Anonymous 0 Comments

Several reasons – diesel fuel has more stored energy than gasoline. It combusts much sooner than gasoline, so it spends more time pushing pistons. The engines are built to compress fuel/air at a higher ratio; that plus longer stroke length for pistons means that diesel fuel spends more time moving mechanical parts and those mechanical parts are designed to provide more power

Anonymous 0 Comments

It isn’t. An equal size diesel and petrol engine will produce different horsepower, and the gasoline engine will make more of it. The difference is that a large diesel engine making the same amount of horsepower as a gas engine will make loads more torque and consume less fuel. This is why trucks and tractor trailers use large diesel engines.

Torque is useful because it allows towing extremely heavy loads.

TL:DR: Horsepower is how fast you hit the wall, torque is how far you push the wall.

Apologies for the formatting, I’m on mobile.

Anonymous 0 Comments

It mostly comes down to compression ratio differences. The much higher compression of diesel engines causes combustion to go faster and hotter, which results in higher thermodynamic efficiency and more power.

There are smaller factors, such as diesel fuel having higher energy density and diesel engines not suffering pumping losses.

The torque differences are a result of different geometry necessitated by higher compression ratios. It’s easier to raise compression ratios by lengthening the stroke length, which has the side effect of creating an engine that has greater mechanical advantage. The down side of longer stroke length is that the piston will have higher average velocity; this places a limit on engine RPM that gasoline engines usually don’t have (gasoline engines usually are limited by the valve train).

Anonymous 0 Comments

So, this is partly right.
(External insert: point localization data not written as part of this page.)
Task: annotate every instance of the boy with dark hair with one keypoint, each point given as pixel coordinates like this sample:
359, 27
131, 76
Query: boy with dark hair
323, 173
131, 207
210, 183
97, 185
A diesel engine typically produces far more torque (twisting power) than a gasoline engine because diesel is more dense than gasoline (it is literally heavier) so each explosion creates more power. Thing is, the motor doesn’t turn very fast. As a result almost all diesel engines have some sort of forced induction, like a turbocharger which help with horespower tremendously. Horsepower is torque times engine RPM times 5252. So if you get all of your torque at 2,000 RPM, you have a lot more power than a gasoline engine at the same RPM but the motor will not be able to rev as high. The turbo helps with that but you will still notice diesels have a lower red-line than gasoline engines.

Anonymous 0 Comments

Diesel has more torque (twisting force) but less overall power.

If you have a two 2.0 litre engines one petrol and one diesel.

The petrol one will produce more overall horse power but less torque, let’s say 250hp and 300Nm of torque.

The diesel one will make more torque which gives you more low end power. Let’s say the diesel engine makes 190hp and 450Nm of torque.

So when you drive them both the petrol one will rev out higher and will produce more power but it comes later up the rev range.

When driving the diesel one it will accelerate harder lower down in the rev range but it won’t rev as high and when you get higher into the revs it loses its grunt more than the petrol.